Peter Hayes, Warum? Eine Geschichte des Holocaust, Frankfurt/M. 2017 (Campus-Verlag), 445 S., Euro 29,95, Bestellen?

2 Kommentare

  1. „So bemerkt Hayes etwa, dass das Ãœberleben primär von der Einstellung der Bevölkerung gegenüber den Juden in den jeweiligen Ländern abhing.“

    Die Bayern hätten es, und hatten es, in den Händen gehabt – jüdische Leben zu retten.

    Sie bemerkten nämlich bei mindestens zwei Gelegenheiten, dass die Macht der sog. „Nazis“ nicht unbegrenzt war. Daniel Goldhagen hat es in seinem Buch „Die katholische Kirche und der Holocaust“ beschrieben:
    1934 entfernten die Nationalsozialisten den ihnen unbequem gewordenen evangelischen Landesbischof Meiser aus seinem Amt. Die Bayern protestierten derart vehement und regimebedrohlich, dass der (auch noch durch und durch antisemitische) Bischof reinstalliert werden musste.
    Ebenso 1941: Der bayerische Gauleiter Wagner, kein Freund der Kirchen, gab die Entfernung der Kreuze aus Münchner Schulen in Auftrag. Der Sturm der Entrüstung, der sich danach unter den zivilisatorisch zurückgebliebenen Südländern zusammenbraute, ließ bei Hitler derartige Ängste aufkeimen, die Bayern könnten ihm beim geplanten Angriff gegen die Sowjetunion nicht ihre volle Unterstützung leisten, dass er den Auftrag seines voreiligen Gauleiters höchstpersönlich rückgängig machte. Das Holzsymbol kam wieder in die Münchner Klassen, wo es heute noch hängt.

    Was wäre wohl geschehen, wenn die Bayern die Juden nicht derart abartig gehasst hätten, wie sie es taten, sondern sich gleich nach Erfolg des ersten Protestes 1934 mit ihren Juden solidarisch erklärt hätten? Ob dann noch die geplante Rassenpolitik hätte greifen können? Ob dann die Vernichtung immer noch ungehindert hätte ihren Lauf nehmen können? Auch noch 1941, nach Erfolg des zweiten Protestes, da befand sich Auschwitz noch im Bau oder wurde gerade fertig, hätte ein Proteststurm der Bayerischen gegen die Entfernungen (Deportationen) von Juden aus ihrer Umgebung, durchaus zumindest Störung des geplanten Ablaufs der Vernichtung bedeuten können…

    Die Bayern hätten/hatten es in der Hand gehabt. Sie wussten genau wie ihr Hitler tickte, denn der kam ja aus ihrer Mitte.

  2. Zitat:
    Hayes geht dabei übrigens nicht davon aus, dass Antisemitismus ein herausragendes Motiv für die NSDAP-Wahl gewesen sei. Die meisten Deutschen seien erst Judenfeinde durch die Nationalsozialisten geworden.
    :Zitat-Ende

    Hayes ist ein angepasster Historiker, ein Mann des Establishments, jemand, der es sich mit den Eliten nicht verderben will, daher sagt er Dinge, die niemandem weh tun (sollen).
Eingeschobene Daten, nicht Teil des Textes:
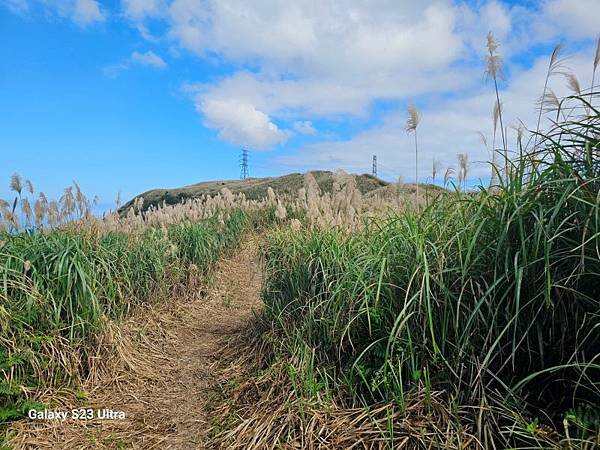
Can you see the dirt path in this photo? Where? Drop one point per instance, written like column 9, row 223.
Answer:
column 161, row 371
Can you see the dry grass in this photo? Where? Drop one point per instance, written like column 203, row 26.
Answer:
column 157, row 367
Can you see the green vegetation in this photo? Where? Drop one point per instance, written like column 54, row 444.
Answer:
column 485, row 307
column 59, row 288
column 253, row 188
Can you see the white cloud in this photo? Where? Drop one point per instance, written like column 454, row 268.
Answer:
column 446, row 129
column 17, row 6
column 142, row 9
column 148, row 58
column 86, row 12
column 81, row 12
column 241, row 124
column 304, row 127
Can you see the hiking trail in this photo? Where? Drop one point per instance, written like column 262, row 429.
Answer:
column 163, row 374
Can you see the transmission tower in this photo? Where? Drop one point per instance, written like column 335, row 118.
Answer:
column 374, row 165
column 244, row 164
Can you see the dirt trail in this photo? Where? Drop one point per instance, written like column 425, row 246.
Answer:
column 161, row 374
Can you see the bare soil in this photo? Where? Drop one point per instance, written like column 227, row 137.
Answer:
column 160, row 368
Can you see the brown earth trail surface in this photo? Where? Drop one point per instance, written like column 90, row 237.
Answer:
column 162, row 369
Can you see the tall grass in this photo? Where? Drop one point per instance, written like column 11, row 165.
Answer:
column 490, row 302
column 59, row 288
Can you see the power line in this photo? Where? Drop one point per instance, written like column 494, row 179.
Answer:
column 244, row 164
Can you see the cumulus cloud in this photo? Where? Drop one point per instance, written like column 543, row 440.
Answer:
column 241, row 124
column 447, row 128
column 86, row 12
column 81, row 12
column 17, row 6
column 142, row 9
column 148, row 59
column 304, row 127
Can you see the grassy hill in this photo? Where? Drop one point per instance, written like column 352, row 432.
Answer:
column 253, row 188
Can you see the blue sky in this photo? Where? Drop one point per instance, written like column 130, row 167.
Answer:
column 135, row 94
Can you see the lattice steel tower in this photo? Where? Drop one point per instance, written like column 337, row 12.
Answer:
column 374, row 165
column 244, row 164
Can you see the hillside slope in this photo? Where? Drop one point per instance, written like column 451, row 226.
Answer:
column 253, row 188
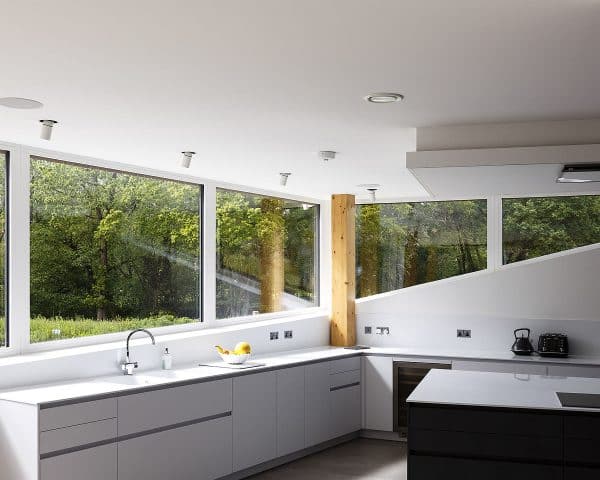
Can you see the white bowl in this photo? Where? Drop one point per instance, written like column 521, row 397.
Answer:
column 234, row 359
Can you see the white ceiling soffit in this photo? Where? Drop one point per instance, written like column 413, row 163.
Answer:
column 501, row 171
column 257, row 88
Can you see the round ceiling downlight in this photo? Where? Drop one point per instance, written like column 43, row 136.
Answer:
column 20, row 103
column 384, row 97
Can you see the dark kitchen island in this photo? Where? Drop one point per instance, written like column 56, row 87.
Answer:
column 503, row 426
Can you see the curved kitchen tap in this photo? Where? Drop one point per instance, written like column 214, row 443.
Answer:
column 128, row 366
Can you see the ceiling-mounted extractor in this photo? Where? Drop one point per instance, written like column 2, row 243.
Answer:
column 580, row 173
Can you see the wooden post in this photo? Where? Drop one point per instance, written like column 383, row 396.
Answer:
column 343, row 319
column 271, row 234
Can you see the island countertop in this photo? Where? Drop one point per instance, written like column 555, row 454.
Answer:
column 505, row 390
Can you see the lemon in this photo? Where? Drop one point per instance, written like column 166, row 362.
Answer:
column 242, row 348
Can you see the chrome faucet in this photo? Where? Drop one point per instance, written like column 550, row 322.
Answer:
column 128, row 366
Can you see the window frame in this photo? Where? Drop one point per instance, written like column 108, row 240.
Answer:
column 548, row 256
column 18, row 262
column 316, row 263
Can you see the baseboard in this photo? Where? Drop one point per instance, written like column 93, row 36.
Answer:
column 276, row 462
column 382, row 435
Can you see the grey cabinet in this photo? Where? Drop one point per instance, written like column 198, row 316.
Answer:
column 98, row 463
column 290, row 410
column 201, row 451
column 254, row 419
column 318, row 410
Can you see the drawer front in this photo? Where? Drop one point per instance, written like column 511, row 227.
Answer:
column 343, row 379
column 344, row 365
column 486, row 445
column 485, row 421
column 77, row 413
column 161, row 408
column 98, row 463
column 63, row 438
column 436, row 468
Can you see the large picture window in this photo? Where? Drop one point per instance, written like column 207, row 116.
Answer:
column 266, row 254
column 111, row 251
column 3, row 259
column 532, row 227
column 404, row 244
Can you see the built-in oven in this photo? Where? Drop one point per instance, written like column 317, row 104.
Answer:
column 407, row 376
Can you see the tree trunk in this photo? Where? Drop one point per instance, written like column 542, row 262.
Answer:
column 271, row 235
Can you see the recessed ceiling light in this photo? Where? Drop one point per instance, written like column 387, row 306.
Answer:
column 47, row 126
column 283, row 176
column 20, row 103
column 186, row 160
column 384, row 97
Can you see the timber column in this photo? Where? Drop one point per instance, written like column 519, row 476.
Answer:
column 343, row 267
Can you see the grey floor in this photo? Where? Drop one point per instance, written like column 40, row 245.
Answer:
column 359, row 459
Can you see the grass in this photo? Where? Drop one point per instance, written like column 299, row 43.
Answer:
column 44, row 329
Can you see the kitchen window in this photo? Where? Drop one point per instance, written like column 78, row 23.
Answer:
column 110, row 251
column 399, row 245
column 537, row 226
column 267, row 258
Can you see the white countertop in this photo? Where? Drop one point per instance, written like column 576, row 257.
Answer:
column 118, row 383
column 507, row 390
column 491, row 355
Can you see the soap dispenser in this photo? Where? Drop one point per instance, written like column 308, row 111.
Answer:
column 167, row 360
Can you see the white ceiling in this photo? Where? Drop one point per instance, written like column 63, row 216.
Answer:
column 258, row 87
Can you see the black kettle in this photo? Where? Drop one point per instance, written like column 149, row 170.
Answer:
column 522, row 345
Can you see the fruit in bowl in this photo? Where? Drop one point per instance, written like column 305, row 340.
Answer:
column 239, row 355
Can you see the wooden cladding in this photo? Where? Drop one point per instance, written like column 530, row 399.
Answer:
column 343, row 319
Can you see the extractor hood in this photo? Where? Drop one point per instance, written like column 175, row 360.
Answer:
column 580, row 173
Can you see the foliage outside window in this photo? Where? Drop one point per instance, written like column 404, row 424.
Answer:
column 532, row 227
column 110, row 251
column 3, row 235
column 266, row 254
column 404, row 244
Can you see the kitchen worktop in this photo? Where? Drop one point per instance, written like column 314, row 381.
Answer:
column 117, row 384
column 79, row 390
column 506, row 390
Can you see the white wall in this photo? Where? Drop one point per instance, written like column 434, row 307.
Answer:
column 187, row 348
column 556, row 293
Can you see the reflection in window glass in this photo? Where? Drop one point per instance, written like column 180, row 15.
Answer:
column 404, row 244
column 110, row 251
column 266, row 254
column 3, row 235
column 532, row 227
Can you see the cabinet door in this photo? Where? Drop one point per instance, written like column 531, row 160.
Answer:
column 201, row 451
column 290, row 410
column 379, row 393
column 345, row 410
column 254, row 419
column 98, row 463
column 318, row 412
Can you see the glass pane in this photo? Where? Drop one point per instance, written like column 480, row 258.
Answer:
column 111, row 251
column 403, row 244
column 532, row 227
column 3, row 235
column 266, row 254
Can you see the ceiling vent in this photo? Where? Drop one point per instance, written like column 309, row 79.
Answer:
column 580, row 173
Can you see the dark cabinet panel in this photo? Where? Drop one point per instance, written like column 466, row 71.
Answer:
column 578, row 473
column 478, row 445
column 443, row 468
column 485, row 421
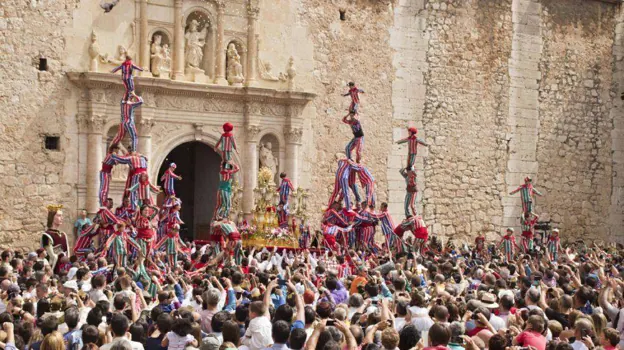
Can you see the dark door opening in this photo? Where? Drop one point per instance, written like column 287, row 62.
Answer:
column 198, row 164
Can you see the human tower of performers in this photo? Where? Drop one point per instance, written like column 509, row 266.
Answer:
column 138, row 227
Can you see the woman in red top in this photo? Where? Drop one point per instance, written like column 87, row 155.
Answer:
column 532, row 335
column 145, row 229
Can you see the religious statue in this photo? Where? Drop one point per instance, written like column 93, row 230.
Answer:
column 267, row 158
column 94, row 53
column 157, row 55
column 166, row 64
column 118, row 59
column 54, row 241
column 194, row 45
column 234, row 67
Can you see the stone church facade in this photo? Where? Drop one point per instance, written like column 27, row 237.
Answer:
column 499, row 89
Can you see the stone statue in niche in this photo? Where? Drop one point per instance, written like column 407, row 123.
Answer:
column 268, row 159
column 94, row 53
column 157, row 55
column 195, row 42
column 118, row 59
column 234, row 68
column 166, row 63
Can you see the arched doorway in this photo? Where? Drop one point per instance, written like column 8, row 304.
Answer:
column 198, row 164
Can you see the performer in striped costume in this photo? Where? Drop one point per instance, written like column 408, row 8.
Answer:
column 330, row 233
column 367, row 181
column 354, row 93
column 408, row 224
column 341, row 184
column 145, row 229
column 168, row 180
column 137, row 165
column 357, row 142
column 333, row 217
column 119, row 240
column 387, row 224
column 527, row 192
column 144, row 189
column 234, row 244
column 366, row 229
column 412, row 146
column 421, row 234
column 127, row 124
column 173, row 244
column 127, row 68
column 282, row 215
column 226, row 143
column 527, row 222
column 304, row 236
column 224, row 195
column 285, row 188
column 105, row 173
column 480, row 245
column 509, row 245
column 411, row 191
column 554, row 245
column 125, row 212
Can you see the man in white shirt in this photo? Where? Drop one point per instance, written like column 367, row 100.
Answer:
column 258, row 335
column 119, row 327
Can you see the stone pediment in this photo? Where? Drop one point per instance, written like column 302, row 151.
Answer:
column 154, row 88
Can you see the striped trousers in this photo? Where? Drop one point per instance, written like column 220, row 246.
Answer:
column 357, row 144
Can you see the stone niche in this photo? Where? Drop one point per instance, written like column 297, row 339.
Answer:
column 207, row 42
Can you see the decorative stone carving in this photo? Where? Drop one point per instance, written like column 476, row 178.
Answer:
column 268, row 159
column 234, row 67
column 194, row 48
column 252, row 132
column 157, row 56
column 146, row 125
column 94, row 53
column 252, row 11
column 293, row 135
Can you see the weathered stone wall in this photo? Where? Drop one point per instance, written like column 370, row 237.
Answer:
column 31, row 104
column 574, row 148
column 356, row 49
column 464, row 117
column 500, row 89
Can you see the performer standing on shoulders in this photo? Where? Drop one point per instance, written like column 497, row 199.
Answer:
column 127, row 124
column 554, row 245
column 412, row 146
column 411, row 190
column 226, row 143
column 354, row 93
column 357, row 142
column 285, row 188
column 224, row 196
column 127, row 68
column 509, row 245
column 527, row 192
column 168, row 180
column 528, row 222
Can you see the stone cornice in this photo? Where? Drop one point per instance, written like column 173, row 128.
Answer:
column 94, row 80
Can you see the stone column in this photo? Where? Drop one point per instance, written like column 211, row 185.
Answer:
column 252, row 44
column 251, row 171
column 220, row 50
column 144, row 51
column 293, row 141
column 178, row 41
column 94, row 162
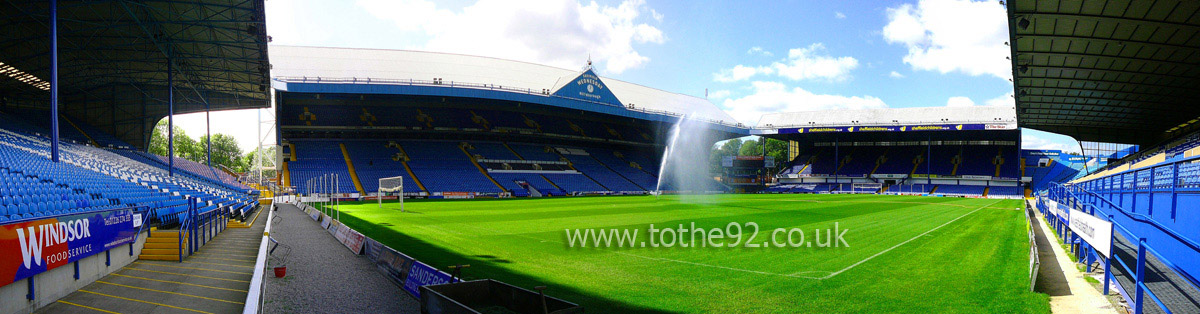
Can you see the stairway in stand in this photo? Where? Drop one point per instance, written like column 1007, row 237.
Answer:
column 163, row 245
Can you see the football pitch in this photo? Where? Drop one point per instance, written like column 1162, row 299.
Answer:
column 894, row 254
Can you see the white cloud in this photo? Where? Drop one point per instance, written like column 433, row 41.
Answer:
column 959, row 101
column 1002, row 101
column 519, row 30
column 741, row 72
column 952, row 36
column 804, row 64
column 777, row 97
column 759, row 50
column 719, row 95
column 801, row 64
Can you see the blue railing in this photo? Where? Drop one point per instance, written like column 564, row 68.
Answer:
column 199, row 227
column 1078, row 198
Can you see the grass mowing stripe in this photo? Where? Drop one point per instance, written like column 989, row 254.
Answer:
column 901, row 243
column 977, row 269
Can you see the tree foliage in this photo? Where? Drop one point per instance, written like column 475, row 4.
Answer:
column 225, row 148
column 777, row 149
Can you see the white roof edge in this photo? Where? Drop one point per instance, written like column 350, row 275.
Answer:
column 891, row 116
column 393, row 64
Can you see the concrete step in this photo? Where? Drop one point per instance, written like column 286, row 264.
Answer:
column 171, row 245
column 159, row 251
column 165, row 239
column 159, row 257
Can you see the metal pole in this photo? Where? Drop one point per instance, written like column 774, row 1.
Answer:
column 1108, row 260
column 171, row 119
column 337, row 181
column 208, row 138
column 1140, row 276
column 258, row 158
column 54, row 82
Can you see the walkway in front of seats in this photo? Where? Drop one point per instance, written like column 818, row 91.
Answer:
column 213, row 281
column 324, row 276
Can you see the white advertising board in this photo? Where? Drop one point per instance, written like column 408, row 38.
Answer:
column 1092, row 229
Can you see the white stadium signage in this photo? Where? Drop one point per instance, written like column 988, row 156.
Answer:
column 1092, row 229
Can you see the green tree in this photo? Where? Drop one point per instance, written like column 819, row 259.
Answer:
column 777, row 149
column 185, row 146
column 225, row 152
column 268, row 161
column 730, row 148
column 750, row 148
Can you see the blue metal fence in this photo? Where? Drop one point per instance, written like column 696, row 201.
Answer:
column 1150, row 235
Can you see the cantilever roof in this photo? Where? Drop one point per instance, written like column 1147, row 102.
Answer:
column 113, row 59
column 292, row 61
column 897, row 116
column 1116, row 71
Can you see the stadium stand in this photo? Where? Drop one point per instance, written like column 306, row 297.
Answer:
column 315, row 158
column 445, row 167
column 100, row 179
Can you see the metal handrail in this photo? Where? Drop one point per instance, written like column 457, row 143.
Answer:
column 1061, row 193
column 1139, row 217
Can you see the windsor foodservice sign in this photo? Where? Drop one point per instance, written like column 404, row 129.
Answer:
column 43, row 245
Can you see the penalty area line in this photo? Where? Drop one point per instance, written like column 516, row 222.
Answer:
column 901, row 243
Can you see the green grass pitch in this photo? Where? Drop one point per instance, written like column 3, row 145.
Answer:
column 906, row 254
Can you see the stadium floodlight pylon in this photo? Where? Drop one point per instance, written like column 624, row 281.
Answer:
column 391, row 185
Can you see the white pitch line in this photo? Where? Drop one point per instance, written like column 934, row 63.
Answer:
column 901, row 243
column 715, row 266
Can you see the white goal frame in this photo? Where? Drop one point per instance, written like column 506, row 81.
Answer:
column 855, row 187
column 399, row 188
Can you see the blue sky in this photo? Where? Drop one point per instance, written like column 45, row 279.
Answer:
column 753, row 59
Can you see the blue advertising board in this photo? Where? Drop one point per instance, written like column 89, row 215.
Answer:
column 423, row 275
column 33, row 247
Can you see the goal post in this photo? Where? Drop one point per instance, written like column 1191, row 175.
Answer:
column 391, row 185
column 873, row 187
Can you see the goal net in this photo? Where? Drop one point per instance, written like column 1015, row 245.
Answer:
column 395, row 186
column 867, row 187
column 858, row 188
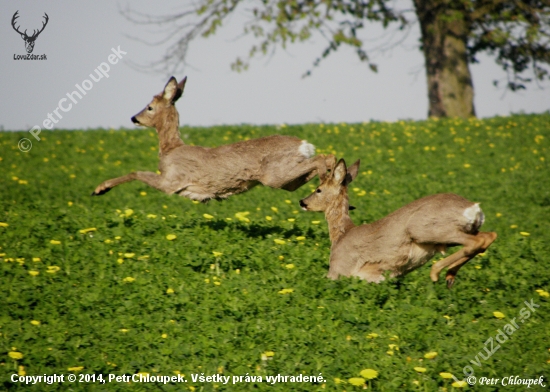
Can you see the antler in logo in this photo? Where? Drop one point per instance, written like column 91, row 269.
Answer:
column 29, row 41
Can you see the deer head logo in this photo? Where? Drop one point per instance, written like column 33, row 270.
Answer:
column 29, row 41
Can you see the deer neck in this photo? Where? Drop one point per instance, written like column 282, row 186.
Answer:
column 339, row 221
column 169, row 134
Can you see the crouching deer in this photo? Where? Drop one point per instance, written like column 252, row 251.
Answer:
column 402, row 241
column 202, row 173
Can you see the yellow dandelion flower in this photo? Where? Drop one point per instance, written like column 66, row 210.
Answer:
column 369, row 374
column 285, row 291
column 88, row 230
column 357, row 381
column 459, row 384
column 52, row 269
column 15, row 355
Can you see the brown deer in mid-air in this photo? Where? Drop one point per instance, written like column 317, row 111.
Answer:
column 402, row 241
column 202, row 173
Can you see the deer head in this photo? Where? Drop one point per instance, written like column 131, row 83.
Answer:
column 154, row 113
column 29, row 41
column 332, row 191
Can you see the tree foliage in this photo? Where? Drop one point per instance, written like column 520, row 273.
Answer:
column 517, row 32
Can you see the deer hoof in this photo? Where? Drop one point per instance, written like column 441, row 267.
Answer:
column 450, row 281
column 100, row 190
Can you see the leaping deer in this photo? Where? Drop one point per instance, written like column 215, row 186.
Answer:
column 202, row 173
column 29, row 41
column 402, row 241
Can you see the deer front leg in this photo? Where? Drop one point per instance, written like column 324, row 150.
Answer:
column 152, row 179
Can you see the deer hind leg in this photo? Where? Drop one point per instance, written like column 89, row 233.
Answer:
column 152, row 179
column 473, row 245
column 489, row 238
column 293, row 178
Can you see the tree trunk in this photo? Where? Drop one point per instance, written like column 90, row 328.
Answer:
column 444, row 35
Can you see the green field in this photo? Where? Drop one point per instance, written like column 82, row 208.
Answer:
column 223, row 297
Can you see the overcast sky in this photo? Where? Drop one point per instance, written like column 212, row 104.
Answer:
column 80, row 36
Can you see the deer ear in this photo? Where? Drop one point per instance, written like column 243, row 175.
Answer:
column 340, row 172
column 352, row 172
column 170, row 90
column 179, row 92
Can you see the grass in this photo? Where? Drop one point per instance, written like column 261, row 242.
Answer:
column 223, row 297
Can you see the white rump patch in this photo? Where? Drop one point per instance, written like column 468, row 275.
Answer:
column 475, row 216
column 306, row 149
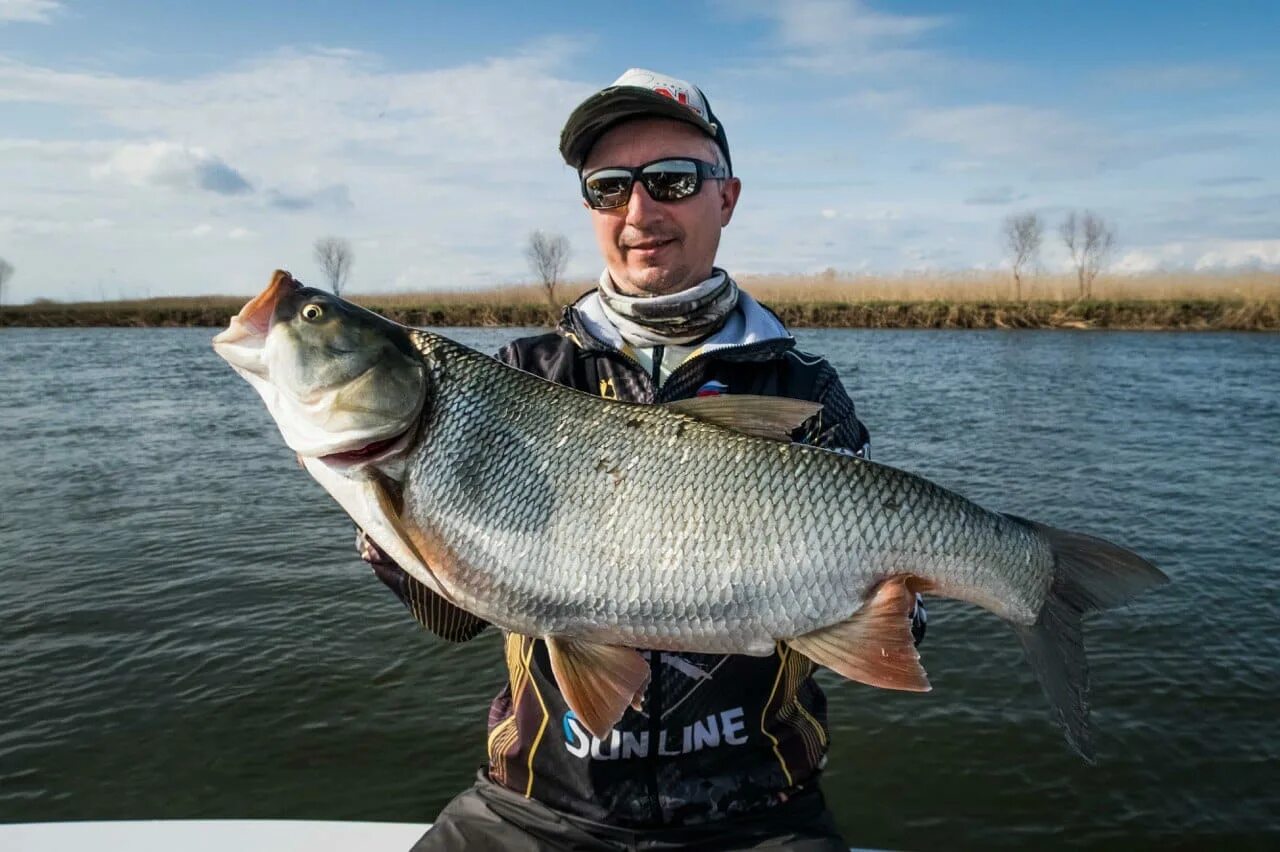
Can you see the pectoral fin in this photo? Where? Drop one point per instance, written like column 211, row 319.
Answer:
column 440, row 617
column 598, row 681
column 771, row 417
column 876, row 645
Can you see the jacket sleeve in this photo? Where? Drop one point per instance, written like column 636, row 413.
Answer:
column 837, row 427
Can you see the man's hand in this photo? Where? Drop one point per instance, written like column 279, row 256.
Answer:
column 384, row 567
column 370, row 552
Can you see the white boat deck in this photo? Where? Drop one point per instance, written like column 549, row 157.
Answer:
column 210, row 836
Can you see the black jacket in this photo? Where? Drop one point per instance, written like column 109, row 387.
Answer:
column 718, row 734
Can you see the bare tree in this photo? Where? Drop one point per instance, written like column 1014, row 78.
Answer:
column 336, row 257
column 548, row 256
column 5, row 274
column 1023, row 236
column 1089, row 238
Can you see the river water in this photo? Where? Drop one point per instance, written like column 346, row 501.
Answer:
column 186, row 631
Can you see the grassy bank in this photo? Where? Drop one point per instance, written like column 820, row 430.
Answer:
column 1246, row 302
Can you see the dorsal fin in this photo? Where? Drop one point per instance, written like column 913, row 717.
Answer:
column 771, row 417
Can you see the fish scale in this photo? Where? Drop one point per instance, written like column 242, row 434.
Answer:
column 626, row 479
column 602, row 526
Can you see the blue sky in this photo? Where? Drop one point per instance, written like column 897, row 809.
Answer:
column 156, row 149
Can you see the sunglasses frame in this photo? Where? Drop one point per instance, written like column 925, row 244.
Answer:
column 703, row 172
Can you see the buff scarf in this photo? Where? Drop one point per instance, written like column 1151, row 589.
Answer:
column 670, row 320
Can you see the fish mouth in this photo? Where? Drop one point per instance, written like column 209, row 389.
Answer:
column 371, row 453
column 242, row 342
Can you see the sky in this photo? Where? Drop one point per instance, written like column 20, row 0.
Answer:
column 156, row 149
    Aber wie war das doch mit der 1000jährigen deutschen Pogromkultur, von der wir erst kürzlich auf diesem Kanal lesen konnten?
    Hier, zur Erinnerung: http://www.hagalil.com/2017/11/pogrome-in-deutschland/
    Gab es viele Länder die eine vergleichbare judenfeindliche Pogromkultur entwickelt haben?
    Gab es viele Länder in denen der schädliche Einfluss des christlichen Klerus (auch Luthers) derartigen, nachhaltigen, dauerhaften Hass hervorgebracht hat?
    Und wie ist das mit dem heutigen deutschen Juden-/Israelhass? Laut verschiedenen Angaben sind es 20 bis 50 % der Deutschen, die im zweiten Jahrzehnt des 21. Jahrhunderts immer noch mehr oder weniger stark antisemitisch eingestellt sind. Trotz einer beispiellosen Aufklärungskampagne seit nun schon drei Generationen. 20-50 % Antisemitismus sind jedenfalls mehr Prozent als in den meisten anderen westeuropäischen Ländern!

    An Hayes guten Absichten sind Zweifel angebracht. Auch er will nicht, dass Deutsche mal angestrengt über sich nachdenken. Denn dann kämen sie auf andere, beunruhigendere Erkenntnisse, Erkenntnisse, die den Herrschenden nicht in den Kram passen könnten.